Sweeney, the Christie administration, and Atlantic City promoters all tout the potential of the airport to expand and be a bigger driver for the regional economy.

Officials envision Atlantic City as an attractive alternative for passengers seeking to avoid congestion and delays at Philadelphia or Newark airports.

The problem is, as Sweeney put it: "People are not going to fly out of someplace if the planes don't fly someplace they want to go."

"I live in West Deptford. I'd go to Atlantic City, if I could get where I want to go," Sweeney said.

Atlantic City is the 108th-busiest airport in the country, of 831 U.S. airports, according to federal data. Last year, total passenger traffic (including passengers on charter flights, which make up about 20 percent of the airport's business) was 1.4 million passengers, down 2.2 percent from its record high in 2010.

Through April of this year, 425,819 passengers used the airport, an increase of 5.4 percent over the first four months of 2011.

Airport officials hope to double traffic, to 3 million passengers a year, within about five years, Rafter said.

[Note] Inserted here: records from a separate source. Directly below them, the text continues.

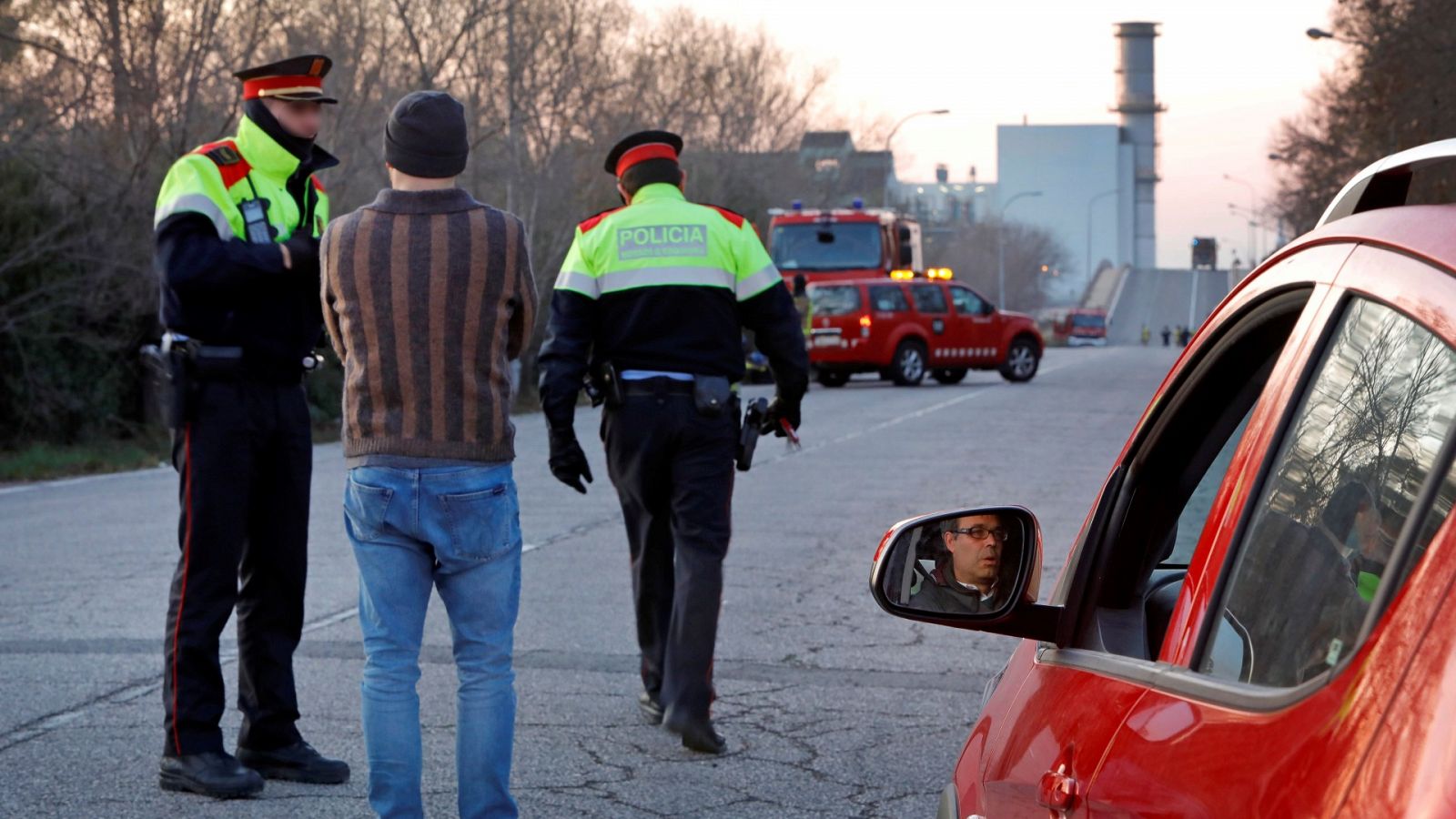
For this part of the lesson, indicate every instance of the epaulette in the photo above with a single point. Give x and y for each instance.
(228, 160)
(732, 216)
(589, 223)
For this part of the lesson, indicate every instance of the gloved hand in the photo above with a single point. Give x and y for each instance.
(568, 462)
(781, 409)
(303, 254)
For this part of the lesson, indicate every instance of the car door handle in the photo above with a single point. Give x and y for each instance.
(1057, 790)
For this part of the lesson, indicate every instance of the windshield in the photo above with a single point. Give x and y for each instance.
(834, 300)
(844, 245)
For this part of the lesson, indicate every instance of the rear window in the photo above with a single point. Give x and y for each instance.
(888, 298)
(928, 299)
(834, 299)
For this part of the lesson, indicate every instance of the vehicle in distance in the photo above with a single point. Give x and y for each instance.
(1257, 617)
(906, 329)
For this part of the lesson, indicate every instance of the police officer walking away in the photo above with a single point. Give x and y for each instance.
(652, 299)
(238, 230)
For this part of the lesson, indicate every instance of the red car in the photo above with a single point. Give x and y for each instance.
(1259, 615)
(907, 329)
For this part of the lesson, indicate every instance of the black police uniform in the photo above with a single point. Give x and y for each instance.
(672, 464)
(242, 442)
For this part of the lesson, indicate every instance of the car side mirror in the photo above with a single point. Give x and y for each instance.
(972, 566)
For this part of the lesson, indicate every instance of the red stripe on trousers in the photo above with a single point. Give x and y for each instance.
(187, 554)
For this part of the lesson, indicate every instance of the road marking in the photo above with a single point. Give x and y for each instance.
(82, 480)
(135, 691)
(143, 688)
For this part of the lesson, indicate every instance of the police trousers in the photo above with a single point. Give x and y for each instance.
(245, 460)
(674, 471)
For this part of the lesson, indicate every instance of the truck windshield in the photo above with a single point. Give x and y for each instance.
(841, 245)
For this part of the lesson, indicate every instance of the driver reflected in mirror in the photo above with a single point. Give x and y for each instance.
(967, 573)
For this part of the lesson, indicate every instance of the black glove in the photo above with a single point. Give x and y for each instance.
(781, 409)
(568, 462)
(303, 252)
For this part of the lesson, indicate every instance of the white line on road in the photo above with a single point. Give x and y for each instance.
(137, 690)
(82, 480)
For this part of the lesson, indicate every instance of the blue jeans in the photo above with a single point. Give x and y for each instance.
(458, 530)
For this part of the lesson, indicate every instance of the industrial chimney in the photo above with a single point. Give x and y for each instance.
(1139, 108)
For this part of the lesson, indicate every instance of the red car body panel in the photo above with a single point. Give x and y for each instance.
(1375, 739)
(866, 339)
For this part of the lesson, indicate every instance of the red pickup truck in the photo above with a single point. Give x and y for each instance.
(909, 329)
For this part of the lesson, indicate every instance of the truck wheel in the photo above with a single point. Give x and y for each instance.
(907, 368)
(1021, 360)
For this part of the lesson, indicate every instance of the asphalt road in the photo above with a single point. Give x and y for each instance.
(830, 705)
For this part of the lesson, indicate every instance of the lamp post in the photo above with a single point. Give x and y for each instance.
(1001, 247)
(1251, 249)
(1089, 230)
(1322, 34)
(903, 120)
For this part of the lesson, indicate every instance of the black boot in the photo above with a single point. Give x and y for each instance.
(211, 774)
(298, 763)
(698, 732)
(652, 709)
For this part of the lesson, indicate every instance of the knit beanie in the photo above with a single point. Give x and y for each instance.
(426, 136)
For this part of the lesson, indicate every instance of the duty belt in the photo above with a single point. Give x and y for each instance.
(657, 387)
(226, 361)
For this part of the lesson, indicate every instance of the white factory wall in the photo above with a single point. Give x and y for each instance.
(1070, 165)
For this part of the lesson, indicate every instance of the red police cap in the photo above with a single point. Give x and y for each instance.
(641, 147)
(296, 79)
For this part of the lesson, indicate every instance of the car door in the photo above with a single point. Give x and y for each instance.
(1315, 592)
(1133, 555)
(976, 331)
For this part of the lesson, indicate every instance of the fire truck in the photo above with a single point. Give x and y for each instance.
(844, 244)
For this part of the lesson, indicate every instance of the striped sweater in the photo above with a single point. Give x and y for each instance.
(427, 298)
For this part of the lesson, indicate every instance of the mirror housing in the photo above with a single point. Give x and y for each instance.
(976, 569)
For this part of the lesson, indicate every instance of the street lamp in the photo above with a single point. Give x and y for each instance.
(1322, 34)
(1001, 247)
(1089, 229)
(1249, 186)
(935, 113)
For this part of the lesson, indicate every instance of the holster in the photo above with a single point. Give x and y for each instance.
(711, 395)
(749, 435)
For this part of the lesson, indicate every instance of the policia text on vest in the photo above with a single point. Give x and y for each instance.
(659, 293)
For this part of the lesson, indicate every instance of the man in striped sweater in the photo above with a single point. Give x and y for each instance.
(427, 298)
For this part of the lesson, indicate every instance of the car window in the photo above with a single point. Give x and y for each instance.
(1347, 475)
(834, 299)
(1196, 513)
(966, 302)
(888, 298)
(1174, 465)
(928, 299)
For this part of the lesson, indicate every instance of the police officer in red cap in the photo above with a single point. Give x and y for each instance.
(652, 298)
(238, 229)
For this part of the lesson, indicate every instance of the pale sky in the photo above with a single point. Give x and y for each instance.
(1228, 73)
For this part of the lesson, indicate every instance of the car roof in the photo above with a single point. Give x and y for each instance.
(1424, 232)
(881, 280)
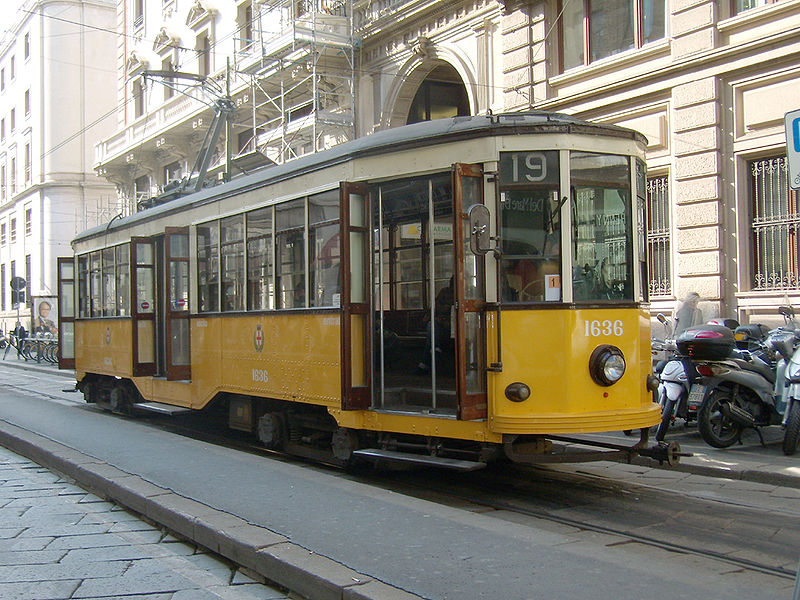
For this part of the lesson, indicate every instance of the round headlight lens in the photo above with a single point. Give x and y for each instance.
(518, 392)
(607, 365)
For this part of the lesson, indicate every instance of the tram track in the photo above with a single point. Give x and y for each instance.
(587, 525)
(543, 493)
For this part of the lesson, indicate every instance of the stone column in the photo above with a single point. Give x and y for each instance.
(697, 189)
(517, 52)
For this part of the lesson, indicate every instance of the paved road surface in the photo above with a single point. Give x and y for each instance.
(58, 541)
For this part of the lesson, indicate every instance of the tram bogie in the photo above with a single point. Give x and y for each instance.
(352, 302)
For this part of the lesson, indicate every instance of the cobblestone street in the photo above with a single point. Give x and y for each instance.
(57, 541)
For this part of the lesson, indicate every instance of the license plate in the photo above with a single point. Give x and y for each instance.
(696, 395)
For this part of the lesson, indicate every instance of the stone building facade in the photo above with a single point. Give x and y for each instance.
(54, 90)
(707, 81)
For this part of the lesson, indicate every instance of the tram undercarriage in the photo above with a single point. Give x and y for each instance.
(310, 432)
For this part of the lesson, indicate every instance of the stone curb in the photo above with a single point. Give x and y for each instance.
(265, 552)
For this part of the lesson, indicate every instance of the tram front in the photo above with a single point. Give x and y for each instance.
(569, 341)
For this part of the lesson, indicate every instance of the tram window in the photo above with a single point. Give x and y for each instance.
(641, 232)
(531, 226)
(208, 266)
(261, 294)
(83, 286)
(324, 247)
(601, 228)
(95, 279)
(405, 244)
(232, 260)
(123, 253)
(109, 284)
(290, 253)
(178, 273)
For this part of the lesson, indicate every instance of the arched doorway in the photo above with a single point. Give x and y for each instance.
(441, 94)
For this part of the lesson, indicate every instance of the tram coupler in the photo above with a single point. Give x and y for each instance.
(664, 452)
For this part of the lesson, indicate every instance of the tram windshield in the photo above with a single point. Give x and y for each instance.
(601, 227)
(531, 227)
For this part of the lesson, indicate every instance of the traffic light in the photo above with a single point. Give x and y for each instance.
(18, 285)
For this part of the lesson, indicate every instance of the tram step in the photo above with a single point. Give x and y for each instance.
(420, 459)
(162, 409)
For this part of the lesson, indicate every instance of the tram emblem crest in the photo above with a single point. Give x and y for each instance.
(258, 339)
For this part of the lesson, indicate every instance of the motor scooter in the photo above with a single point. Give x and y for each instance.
(676, 376)
(739, 393)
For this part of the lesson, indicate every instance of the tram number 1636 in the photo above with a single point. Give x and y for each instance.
(596, 327)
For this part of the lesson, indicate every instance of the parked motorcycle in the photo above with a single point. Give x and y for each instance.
(740, 393)
(677, 377)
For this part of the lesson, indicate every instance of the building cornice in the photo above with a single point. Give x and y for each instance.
(718, 60)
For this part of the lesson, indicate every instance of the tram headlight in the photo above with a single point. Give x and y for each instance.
(607, 365)
(518, 392)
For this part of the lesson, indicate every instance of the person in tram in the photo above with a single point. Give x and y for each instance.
(440, 328)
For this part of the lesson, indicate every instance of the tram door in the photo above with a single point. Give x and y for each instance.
(428, 296)
(176, 347)
(66, 313)
(143, 309)
(356, 339)
(470, 319)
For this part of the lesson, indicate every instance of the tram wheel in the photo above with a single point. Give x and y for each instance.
(271, 430)
(120, 401)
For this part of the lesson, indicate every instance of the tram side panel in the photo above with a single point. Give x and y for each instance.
(103, 347)
(554, 363)
(293, 357)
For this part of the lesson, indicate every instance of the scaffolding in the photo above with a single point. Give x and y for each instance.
(297, 60)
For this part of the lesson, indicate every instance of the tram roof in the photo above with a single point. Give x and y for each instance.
(388, 140)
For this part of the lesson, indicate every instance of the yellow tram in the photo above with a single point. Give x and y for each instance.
(447, 292)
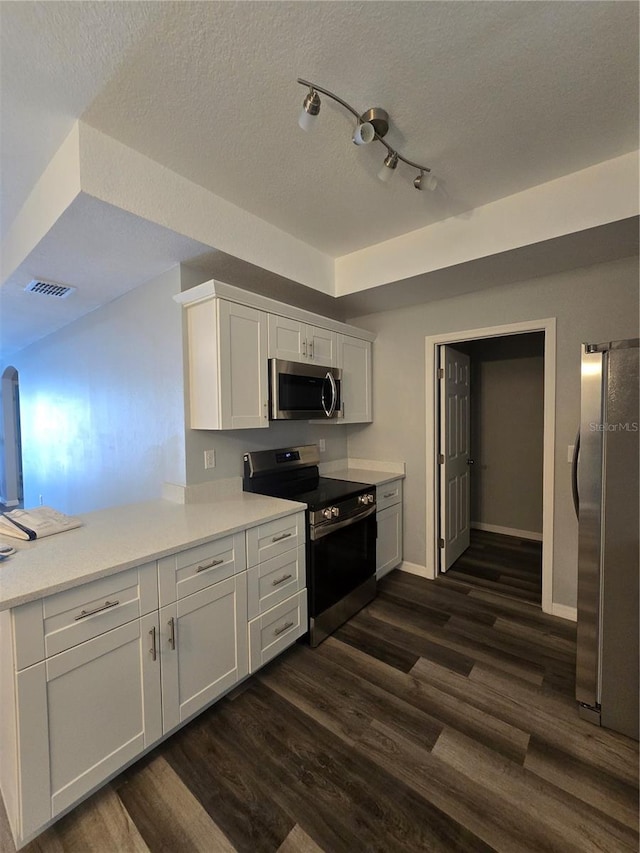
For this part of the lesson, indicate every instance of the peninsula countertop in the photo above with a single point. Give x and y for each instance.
(118, 538)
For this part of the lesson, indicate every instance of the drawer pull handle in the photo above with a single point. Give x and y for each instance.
(282, 536)
(84, 613)
(152, 650)
(210, 565)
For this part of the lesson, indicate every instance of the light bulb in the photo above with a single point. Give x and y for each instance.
(306, 120)
(310, 109)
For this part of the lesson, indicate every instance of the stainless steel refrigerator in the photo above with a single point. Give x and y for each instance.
(605, 486)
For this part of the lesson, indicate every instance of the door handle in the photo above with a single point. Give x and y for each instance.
(574, 476)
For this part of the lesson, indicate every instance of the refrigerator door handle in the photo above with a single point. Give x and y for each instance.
(574, 476)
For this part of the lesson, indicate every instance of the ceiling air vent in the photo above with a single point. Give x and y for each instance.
(49, 288)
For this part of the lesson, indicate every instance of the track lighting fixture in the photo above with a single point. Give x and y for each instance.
(371, 125)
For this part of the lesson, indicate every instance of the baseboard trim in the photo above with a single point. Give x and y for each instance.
(565, 612)
(507, 531)
(413, 569)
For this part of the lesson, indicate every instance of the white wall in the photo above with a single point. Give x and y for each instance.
(102, 404)
(596, 303)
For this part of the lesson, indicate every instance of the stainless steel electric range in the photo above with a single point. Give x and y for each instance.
(341, 531)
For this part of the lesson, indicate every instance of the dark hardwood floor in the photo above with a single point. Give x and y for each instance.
(440, 718)
(503, 564)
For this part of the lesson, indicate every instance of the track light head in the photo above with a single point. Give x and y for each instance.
(388, 167)
(310, 109)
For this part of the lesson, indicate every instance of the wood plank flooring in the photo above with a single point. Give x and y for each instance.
(503, 564)
(440, 718)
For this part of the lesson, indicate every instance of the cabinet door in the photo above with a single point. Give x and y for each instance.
(321, 346)
(287, 338)
(242, 367)
(354, 357)
(389, 543)
(203, 648)
(83, 714)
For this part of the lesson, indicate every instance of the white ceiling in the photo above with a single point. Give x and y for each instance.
(496, 97)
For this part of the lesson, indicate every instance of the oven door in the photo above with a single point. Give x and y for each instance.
(341, 572)
(303, 391)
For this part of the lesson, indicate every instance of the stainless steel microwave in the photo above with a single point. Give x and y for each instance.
(300, 391)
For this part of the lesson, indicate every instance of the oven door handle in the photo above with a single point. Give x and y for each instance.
(326, 530)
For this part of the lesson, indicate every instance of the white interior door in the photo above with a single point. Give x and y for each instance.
(454, 455)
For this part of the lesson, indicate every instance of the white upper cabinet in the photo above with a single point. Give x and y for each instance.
(354, 358)
(227, 349)
(231, 335)
(293, 340)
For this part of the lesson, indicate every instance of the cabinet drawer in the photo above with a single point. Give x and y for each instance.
(275, 537)
(277, 629)
(389, 494)
(196, 568)
(65, 619)
(272, 581)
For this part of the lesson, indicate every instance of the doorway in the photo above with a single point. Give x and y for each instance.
(11, 484)
(435, 345)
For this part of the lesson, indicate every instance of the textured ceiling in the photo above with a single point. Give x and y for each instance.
(496, 97)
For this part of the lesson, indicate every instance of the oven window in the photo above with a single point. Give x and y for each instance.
(340, 562)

The goal is to add destinations and airlines to attract passengers from Newark and Philadelphia. Mueller said direct flights to the Caribbean may be added before the end of the year.

Most airlines have been reluctant to operate from Atlantic City unless the airport paid them to do it. Such subsidies, or "risk abatement agreements," are not unusual for small airports, but often when the payments stop, so do the flights.

"We left the market because we weren't generating as much revenue as we hoped," said Joseph Perone, a spokesman for Delta Air Lines, which pulled out of Atlantic City in 2008.

AirTran received about $5.5 million over three years from the SJTA before the subsidies ended last September. AirTran, acquired by Southwest Airlines in a merger, quit Atlantic City in January.

Aviation industry consultant Robert Mann said such subsidies "are more frequent now, as fuel prices are causing some airlines to cut service to small markets."

"When the subsidies stop, the jets stop coming."

He suggested that Atlantic City is a niche destination, primarily for gamblers, and "if it diversifies in some meaningful way," it might be more of a draw for visitors — and airlines.

"If the demand isn't there, will adding new facilities change that?" Mann asked.